Keer op keer, wanneer de situatie het vereist, heeft Amerika het kapitalisme gered van zijn eigen excessen. We zetten ideologie opzij en doen wat nodig is. Geen enkele andere natie is zo fundamenteel pragmatisch. We zullen de trend naar breder wordende ongelijkheid uiteindelijk omkeren. We hebben geen keus. Maar we moeten organiseren en mobiliseren om het te laten gebeuren.

Over de auteur

Robert ReichROBERT B. REICH, hoogleraar overheidsbeleid van de bondskanselier aan de Universiteit van Californië in Berkeley, was minister van arbeid in de regering-Clinton. Time Magazine noemde hem een ​​van de tien meest effectieve kabinetsecretarissen van de vorige eeuw. Hij heeft dertien boeken geschreven, waaronder de bestsellers "Aftershock"en"The Work of Nations. "Zijn laatste,"Beyond Outrage, "is nu in paperback, hij is ook een van de grondleggers van het Amerikaanse tijdschrift Prospect en voorzitter van Common Cause.

Boeken door Robert Reich

Kapitalisme redden: voor velen, niet voor weinigen - door Robert B. Reich

0345806220Amerika werd ooit gevierd en gedefinieerd door zijn grote en welvarende middenklasse. Nu krimpt deze middenklasse, een nieuwe oligarchie neemt toe en het land staat in tachtig jaar voor de grootste rijkdomverschillen. Waarom faalt het economische systeem dat Amerika sterk heeft gemaakt en hoe kan het worden opgelost?

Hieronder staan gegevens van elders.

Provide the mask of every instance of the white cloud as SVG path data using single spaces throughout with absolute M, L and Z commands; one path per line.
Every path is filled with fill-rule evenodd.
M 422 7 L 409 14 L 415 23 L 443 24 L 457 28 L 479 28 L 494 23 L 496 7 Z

Klik hier voor meer info of om dit boek op Amazon te bestellen.

 

Beyond Outrage: wat is er misgegaan met onze economie en onze democratie en hoe we dit kunnen oplossen -- door Robert B. Reich

Beyond OutrageIn dit tijdige boek betoogt Robert B. Reich dat er niets goeds gebeurt in Washington tenzij burgers worden gestimuleerd en georganiseerd om ervoor te zorgen dat Washington in het openbaar belang handelt. De eerste stap is om het grote plaatje te zien. Beyond Outrage verbindt de stippen, en laat zien waarom het toenemende aandeel van inkomen en rijkdom naar de top leidt tot banen en groei voor alle anderen, en onze democratie ondermijnt; veroorzaakte dat Amerikanen steeds cynischer werden over het openbare leven; en veranderde veel Amerikanen tegen elkaar. Hij legt ook uit waarom de voorstellen van het "regressieve recht" totaal verkeerd zijn en biedt een duidelijk stappenplan van wat er moet gebeuren. Hier is een actieplan voor iedereen die geeft om de toekomst van Amerika.

Klik hier voor meer info of om dit boek op Amazon te bestellen.